• avon-by-the-sea
  • Monmouth
  • November 16, 1942
  • March 06, 1968
  • Army
  • RANK:
  • CAPT
  • KIA
  • South Vietnam


Gregory Patrick Kernahan, Jr. was born on November 16, 1942.  His home of record is Avon-By-The- Sea.  He had one sister, Mary.  He attended Neptune High School.

Joe Ryan, a former teacher from Neptune High School who taught Greg Kernahan had this to say:

Capt. Kernahan was in my US History Class in 1960  - excellent pupil and a member of my Junior Historical Society.  He was also a member of the student council.  Nice boy all around.  Worked after school.

Kernahan served in the US Army where he attained the rank of Captain (CAPT).

On March 6, 1968, at the age of 25, Kernahan was killed in action in Gia Dinh, South Vietnam.  He was awarded the Distinguished Service Cross and the Purple Heart.

In a letter to the parents of Captain Kernahan, Colonel William Talbott wrote:

Greg was accompanying his men on a convoy to Kontum, a small town some 25 miles north of Pleiku here in the Central Highlands of Vietnam, when the convoy was ambushed by a battalion-size force of Viet Cong and North Vietnamese Army regulars.  Greg had already passed through the scene of the heaviest fighting, but realizing that many of his men were still trapped, he stopped and returned to the scene of the battle to organize the defenses and see that the wounded were cared for.  He was giving instructions and orders to this effect while darting from truck to truck, reassuring his men and giving aid to the wounded, when he was hit by small arms fire.  His jeep driver, Specialist Douglas, applied a tourniquet to his leg and bound his wound at that time.  Greg told his driver to look after the others and though seriously wounded, your son directed the defense of the dismounted convoy members and simultaneously gave instructions as to the care for the other wounded.  He steadfastly maintained that he was all right, and told his men not to worry about him.  His only consideration was for the welfare of his men.  Enemy action precluded evacuation of the wounded for about 45 minutes.  Greg insisted that he be the last to be evacuated.  As you know, he died en route to the hospital here in Pleiku.

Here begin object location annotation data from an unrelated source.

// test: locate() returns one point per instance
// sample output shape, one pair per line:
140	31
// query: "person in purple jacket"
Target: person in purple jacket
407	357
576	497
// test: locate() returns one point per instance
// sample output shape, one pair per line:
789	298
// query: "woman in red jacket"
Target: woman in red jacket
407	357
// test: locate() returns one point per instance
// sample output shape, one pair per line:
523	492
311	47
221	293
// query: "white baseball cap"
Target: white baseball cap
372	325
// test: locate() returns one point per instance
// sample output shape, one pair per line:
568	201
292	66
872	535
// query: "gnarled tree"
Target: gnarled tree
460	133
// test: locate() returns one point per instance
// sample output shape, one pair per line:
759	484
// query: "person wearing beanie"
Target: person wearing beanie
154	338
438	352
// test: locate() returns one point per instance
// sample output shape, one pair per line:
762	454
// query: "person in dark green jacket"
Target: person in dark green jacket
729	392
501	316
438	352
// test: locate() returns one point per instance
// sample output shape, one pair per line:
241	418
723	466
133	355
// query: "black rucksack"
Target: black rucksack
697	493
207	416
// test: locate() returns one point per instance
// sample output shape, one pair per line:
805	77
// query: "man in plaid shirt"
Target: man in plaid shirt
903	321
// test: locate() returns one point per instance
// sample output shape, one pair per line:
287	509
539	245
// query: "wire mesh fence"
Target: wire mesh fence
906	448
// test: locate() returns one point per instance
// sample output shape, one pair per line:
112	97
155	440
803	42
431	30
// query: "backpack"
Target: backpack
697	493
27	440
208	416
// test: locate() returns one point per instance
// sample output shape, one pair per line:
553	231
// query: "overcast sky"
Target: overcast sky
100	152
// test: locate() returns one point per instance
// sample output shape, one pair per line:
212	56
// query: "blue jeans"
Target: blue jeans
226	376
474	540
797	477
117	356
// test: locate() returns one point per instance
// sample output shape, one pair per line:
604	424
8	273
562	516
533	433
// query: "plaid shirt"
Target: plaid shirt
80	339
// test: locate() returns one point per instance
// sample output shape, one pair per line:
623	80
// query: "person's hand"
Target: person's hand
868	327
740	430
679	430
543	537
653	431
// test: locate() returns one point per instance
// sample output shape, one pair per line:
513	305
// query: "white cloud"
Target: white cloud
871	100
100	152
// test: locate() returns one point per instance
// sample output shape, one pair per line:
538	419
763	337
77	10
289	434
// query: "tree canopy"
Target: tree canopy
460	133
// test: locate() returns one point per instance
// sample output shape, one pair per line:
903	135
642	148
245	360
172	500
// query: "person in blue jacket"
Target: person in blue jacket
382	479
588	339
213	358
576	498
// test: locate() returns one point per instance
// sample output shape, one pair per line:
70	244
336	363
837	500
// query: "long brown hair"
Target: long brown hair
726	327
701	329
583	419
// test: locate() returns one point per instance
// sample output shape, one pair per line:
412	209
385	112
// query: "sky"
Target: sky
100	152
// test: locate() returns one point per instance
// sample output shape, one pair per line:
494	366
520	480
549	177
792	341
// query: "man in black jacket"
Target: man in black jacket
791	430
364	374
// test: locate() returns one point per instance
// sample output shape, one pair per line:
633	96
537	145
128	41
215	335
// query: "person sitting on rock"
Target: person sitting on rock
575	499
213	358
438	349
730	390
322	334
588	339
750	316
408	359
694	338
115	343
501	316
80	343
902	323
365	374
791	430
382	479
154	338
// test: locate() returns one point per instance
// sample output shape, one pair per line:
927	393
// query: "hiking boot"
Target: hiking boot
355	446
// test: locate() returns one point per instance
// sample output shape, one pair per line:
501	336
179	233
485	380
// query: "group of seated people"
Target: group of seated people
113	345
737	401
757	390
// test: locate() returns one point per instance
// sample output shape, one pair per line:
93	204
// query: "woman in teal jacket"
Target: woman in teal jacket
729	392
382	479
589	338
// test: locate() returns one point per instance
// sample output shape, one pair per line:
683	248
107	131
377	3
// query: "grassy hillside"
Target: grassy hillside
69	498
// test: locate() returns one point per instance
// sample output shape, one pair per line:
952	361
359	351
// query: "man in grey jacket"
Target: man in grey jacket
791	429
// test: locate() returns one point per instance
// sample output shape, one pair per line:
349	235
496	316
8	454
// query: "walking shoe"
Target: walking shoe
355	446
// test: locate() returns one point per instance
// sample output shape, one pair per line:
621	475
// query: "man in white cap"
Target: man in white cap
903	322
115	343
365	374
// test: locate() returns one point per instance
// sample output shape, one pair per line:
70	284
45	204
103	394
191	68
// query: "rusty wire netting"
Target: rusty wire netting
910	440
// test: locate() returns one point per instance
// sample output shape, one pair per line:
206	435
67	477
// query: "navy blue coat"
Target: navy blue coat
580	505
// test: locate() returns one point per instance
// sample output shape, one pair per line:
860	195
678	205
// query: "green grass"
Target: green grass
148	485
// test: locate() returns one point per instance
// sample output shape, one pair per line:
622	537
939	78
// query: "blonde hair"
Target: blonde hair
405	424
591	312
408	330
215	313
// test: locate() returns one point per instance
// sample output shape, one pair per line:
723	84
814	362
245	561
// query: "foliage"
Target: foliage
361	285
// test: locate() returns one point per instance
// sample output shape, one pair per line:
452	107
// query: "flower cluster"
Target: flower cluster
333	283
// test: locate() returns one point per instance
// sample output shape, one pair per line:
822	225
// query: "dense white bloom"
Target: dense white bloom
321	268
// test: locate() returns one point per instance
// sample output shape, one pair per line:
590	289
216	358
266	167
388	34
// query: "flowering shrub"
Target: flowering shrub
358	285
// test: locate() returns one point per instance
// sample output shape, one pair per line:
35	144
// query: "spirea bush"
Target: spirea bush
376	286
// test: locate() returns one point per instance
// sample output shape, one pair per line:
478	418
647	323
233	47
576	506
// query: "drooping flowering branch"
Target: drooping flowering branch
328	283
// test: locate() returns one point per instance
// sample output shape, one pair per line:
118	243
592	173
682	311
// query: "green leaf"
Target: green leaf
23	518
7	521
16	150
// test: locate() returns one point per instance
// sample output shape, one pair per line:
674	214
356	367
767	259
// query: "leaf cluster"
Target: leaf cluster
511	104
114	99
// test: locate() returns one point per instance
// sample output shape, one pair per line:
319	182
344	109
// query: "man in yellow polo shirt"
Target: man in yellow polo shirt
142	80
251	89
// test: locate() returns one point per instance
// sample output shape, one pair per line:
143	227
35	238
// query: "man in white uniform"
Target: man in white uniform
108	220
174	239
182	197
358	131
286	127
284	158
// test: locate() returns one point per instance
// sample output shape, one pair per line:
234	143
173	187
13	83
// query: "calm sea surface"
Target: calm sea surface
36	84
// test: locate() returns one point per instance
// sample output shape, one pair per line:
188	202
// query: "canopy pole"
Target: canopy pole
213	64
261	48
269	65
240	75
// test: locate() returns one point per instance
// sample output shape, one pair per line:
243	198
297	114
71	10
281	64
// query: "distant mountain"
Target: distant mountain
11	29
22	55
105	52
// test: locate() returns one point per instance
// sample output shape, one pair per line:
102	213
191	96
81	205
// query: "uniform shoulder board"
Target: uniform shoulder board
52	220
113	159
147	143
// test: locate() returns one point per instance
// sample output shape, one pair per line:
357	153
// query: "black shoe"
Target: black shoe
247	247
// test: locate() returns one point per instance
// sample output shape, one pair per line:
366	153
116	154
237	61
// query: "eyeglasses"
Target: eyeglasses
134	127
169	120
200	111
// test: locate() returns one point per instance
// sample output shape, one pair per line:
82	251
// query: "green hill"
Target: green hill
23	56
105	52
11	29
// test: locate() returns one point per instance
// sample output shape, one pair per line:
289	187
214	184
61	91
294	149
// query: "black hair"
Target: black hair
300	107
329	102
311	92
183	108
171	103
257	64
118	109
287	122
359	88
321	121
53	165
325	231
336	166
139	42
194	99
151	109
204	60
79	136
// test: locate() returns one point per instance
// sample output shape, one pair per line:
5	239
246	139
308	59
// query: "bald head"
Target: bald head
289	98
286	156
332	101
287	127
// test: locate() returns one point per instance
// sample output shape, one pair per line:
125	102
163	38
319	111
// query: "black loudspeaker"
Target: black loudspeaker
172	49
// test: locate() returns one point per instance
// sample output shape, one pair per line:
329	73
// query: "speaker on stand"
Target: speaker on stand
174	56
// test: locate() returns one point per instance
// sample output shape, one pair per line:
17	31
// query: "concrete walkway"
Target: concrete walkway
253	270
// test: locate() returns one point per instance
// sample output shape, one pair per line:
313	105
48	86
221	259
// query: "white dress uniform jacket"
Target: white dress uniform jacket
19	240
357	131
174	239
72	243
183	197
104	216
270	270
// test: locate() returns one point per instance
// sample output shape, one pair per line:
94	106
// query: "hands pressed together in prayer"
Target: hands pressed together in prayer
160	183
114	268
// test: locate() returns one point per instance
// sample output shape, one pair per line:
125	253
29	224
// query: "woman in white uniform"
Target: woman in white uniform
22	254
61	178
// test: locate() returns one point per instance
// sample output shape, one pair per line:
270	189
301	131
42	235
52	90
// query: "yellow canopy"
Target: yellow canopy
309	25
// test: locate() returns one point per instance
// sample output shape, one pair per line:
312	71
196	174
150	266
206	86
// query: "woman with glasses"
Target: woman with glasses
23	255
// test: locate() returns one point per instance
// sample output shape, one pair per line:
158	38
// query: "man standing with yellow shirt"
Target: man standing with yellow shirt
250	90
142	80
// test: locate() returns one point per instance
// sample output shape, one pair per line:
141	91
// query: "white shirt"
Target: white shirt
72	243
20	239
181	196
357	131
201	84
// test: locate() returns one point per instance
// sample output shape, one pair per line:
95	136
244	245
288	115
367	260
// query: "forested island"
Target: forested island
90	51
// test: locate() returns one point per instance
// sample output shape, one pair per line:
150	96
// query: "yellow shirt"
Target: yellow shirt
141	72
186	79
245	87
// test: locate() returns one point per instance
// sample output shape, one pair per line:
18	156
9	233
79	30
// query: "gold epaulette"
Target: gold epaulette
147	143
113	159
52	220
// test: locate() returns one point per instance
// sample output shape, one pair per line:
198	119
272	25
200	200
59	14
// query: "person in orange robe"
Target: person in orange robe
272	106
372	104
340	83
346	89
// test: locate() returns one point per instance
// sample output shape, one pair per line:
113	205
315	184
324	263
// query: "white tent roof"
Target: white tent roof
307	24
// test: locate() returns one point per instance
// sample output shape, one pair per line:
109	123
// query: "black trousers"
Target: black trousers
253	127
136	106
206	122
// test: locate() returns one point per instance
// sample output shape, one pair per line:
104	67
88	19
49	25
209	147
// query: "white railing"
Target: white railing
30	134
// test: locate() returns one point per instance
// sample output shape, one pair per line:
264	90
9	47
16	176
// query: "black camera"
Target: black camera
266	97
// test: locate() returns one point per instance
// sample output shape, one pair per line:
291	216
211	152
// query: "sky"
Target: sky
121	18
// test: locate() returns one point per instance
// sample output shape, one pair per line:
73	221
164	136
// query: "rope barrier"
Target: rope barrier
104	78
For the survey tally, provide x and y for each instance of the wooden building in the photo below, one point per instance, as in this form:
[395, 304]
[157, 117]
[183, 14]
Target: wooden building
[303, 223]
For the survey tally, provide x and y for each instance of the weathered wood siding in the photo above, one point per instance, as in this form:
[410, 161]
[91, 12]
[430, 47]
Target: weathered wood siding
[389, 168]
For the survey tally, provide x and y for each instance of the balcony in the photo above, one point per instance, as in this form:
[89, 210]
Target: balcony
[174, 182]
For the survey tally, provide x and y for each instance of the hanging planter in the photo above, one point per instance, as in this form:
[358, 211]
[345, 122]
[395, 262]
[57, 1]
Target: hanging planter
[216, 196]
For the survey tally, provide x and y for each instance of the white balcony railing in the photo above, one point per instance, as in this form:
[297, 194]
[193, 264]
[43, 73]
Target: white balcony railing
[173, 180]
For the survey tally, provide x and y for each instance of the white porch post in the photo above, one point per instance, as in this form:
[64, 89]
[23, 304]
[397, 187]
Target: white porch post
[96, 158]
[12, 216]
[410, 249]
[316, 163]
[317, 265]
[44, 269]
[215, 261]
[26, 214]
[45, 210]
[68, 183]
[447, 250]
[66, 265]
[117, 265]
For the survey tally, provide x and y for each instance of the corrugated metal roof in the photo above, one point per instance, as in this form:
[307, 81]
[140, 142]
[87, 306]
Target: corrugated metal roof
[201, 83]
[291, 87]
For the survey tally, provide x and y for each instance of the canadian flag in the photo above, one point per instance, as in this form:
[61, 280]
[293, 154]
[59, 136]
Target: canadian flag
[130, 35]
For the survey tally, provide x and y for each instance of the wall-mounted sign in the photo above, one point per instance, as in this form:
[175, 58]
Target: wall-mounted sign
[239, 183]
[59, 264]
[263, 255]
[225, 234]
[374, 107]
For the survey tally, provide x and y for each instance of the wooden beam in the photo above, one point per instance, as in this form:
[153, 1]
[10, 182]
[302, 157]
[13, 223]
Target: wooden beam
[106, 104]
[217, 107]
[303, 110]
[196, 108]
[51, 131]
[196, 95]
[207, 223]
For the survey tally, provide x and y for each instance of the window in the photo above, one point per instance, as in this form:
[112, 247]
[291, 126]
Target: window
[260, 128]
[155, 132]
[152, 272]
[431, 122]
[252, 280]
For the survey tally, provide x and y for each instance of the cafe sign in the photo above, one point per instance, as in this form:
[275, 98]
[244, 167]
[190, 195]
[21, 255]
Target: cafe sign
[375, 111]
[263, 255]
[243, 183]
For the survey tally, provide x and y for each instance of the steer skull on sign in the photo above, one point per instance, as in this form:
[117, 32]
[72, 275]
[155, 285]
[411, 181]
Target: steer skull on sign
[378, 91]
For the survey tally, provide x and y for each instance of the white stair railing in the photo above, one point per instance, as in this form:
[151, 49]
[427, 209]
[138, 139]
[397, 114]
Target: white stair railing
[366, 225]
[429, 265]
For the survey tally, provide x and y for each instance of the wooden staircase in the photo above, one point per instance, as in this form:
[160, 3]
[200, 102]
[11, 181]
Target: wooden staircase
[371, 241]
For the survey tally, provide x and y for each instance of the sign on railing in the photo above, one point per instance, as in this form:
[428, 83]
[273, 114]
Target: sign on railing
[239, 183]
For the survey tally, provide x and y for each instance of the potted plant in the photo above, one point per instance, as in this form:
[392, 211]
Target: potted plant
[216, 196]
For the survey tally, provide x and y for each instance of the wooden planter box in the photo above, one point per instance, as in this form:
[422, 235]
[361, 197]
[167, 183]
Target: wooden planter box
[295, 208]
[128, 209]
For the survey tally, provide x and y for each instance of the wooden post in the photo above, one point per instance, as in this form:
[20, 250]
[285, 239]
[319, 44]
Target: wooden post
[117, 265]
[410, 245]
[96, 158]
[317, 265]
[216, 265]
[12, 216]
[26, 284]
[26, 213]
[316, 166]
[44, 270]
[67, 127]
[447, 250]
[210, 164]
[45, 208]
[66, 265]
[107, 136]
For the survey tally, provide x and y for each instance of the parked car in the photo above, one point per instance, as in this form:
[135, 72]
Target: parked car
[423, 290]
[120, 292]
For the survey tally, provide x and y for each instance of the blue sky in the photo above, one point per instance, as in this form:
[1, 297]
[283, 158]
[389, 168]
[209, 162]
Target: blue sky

Your son's courage and devotion to duty will forever stand as a monument to our constant struggle for a free world and his sacrifice will be long revered by those of us privileged to know and work with him.

Frank Donohue first met Kernahan while stationed at Fort Lewis, WA, while serving with the 75th Engineer Battalion.  This is how he remembers him:

Greg helped me and another fellow GI with some personal problems.  I never forgot him or his kindness and willingness to help others!  I was hospitalized when the 75th deployed to Vietnam, and when released I volunteered for service in Vietnam, where I wound up being stationed at Pleiku in June 1967 to June 1968.with Co. B, 815th Engineer Company to which the 585th was attached.  I visited the 585th at their "club" on a regular basis, and got to speak to Greg and some of his troops on a regular basis.  Anyone who served under or knew Kernahan knew him to be a "Great Officer", but beyond that, just a great person.